Der Krieg in Afghanistan und die Krise der politischen Herrschaft in Amerika

Teil 4 ( )

Wir veröffentlichen an dieser Stelle den vierten und letzten Teil eines Vortrags, den Barry Grey am 18. Januar 2002 auf einem Seminar der World Socialist Web Site in Sydney gehalten hat. Barry Grey ist Mitglied der Redaktion der WSWS.

Die Bush-Regierung verkörpert in konzentrierter Form die Todeskrise des amerikanischen Kapitalismus, die sich gleichermaßen in den Bereichen Wirtschaft, Politik und Gesellschaft niederschlägt. Ihre wichtigsten Merkmale - politische und ideologische Reaktion, Missachtung demokratischer Rechte, Chauvinismus und Militarismus, Kriminalität und Parasitentum - sind Wesenszüge einer politischen Elite, die sich in den Fängen vielfältiger Widersprüche verstrickt hat, die sie weder versteht noch lösen kann. Ihre einzig mögliche Reaktion besteht darin, die Menschheit in die Abgründe eines Atomkriegs oder der faschistischen Barbarei zu stoßen.

Man kann die Krise des amerikanischen politischen Systems allerdings nicht als rein national bedingtes Phänomen auffassen. Es handelt sich um den konzentrierten Ausdruck einer internationalen Krise. Jede bürgerliche Regierung auf der Welt zeigt mehr oder weniger ausgeprägt dieselben rückwärts gewandten Tendenzen.

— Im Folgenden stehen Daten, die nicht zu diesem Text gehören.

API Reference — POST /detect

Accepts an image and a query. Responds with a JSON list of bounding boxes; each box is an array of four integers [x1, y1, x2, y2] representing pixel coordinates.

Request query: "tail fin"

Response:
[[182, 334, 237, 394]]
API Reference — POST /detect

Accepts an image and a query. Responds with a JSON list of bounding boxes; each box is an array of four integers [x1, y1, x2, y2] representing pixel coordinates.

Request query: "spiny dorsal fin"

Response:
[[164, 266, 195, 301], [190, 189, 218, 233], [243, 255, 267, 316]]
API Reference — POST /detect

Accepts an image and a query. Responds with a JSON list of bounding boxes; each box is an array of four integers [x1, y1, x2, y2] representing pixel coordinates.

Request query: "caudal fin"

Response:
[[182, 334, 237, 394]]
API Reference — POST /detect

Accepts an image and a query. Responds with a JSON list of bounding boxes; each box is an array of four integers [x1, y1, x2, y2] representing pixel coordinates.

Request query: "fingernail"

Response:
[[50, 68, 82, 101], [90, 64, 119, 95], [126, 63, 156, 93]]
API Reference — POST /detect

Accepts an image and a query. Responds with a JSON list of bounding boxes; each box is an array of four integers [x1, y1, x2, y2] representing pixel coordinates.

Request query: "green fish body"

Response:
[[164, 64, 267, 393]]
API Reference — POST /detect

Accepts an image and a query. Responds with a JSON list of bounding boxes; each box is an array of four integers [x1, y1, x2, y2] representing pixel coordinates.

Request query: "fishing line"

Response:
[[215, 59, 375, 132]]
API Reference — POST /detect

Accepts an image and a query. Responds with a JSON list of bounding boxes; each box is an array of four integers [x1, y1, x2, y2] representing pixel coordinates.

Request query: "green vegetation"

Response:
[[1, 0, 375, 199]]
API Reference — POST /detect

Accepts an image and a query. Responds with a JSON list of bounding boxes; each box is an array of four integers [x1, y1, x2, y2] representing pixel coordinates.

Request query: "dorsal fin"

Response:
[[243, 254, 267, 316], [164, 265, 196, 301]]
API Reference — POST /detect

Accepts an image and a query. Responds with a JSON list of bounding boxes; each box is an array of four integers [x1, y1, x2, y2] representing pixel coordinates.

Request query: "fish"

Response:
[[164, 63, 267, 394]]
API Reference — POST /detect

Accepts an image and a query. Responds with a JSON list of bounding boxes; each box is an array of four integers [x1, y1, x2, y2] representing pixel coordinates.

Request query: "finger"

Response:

Ein besonders beunruhigender Aspekt der jüngsten Ereignisse ist die Bereitwilligkeit, mit der die kapitalistischen Regierungen auf jedem Kontinent nach dem Vorbild Washingtons zum Angriff auf demokratische Prinzipien und Traditionen ausholen. In den vergangenen Monaten haben Kanada, Großbritannien, Frankreich, Deutschland, Italien, Australien - um nur einige der betroffenen Industrienationen zu nennen - allesamt Gesetze verabschiedet oder Verordnungen in Kraft gesetzt, mit denen Bürgerrechte eingeschränkt und die polizeilichen Vollmachten des Staates erweitert wurden.

Das Tempo und die Bedenkenlosigkeit, mit der sich die Regierungen - ob sozialdemokratisch oder konservativ - langjähriger demokratischer Sicherungssysteme entledigen, und das Ausbleiben jeder nennenswerten Opposition von angeblich liberalen oder "linken" Vertretern des politischen Establishments und der Intelligenz sind ein Zeugnis für die weit fortgeschrittene Fäulnis der bürgerlich-demokratischen Institutionen auf der ganzen Welt. Diesem Verfall der bürgerlichen Demokratie liegt ein weiteres Phänomen des heutigen Kapitalismus zugrunde - die beispiellose Zunahme der sozialen Ungleichheit.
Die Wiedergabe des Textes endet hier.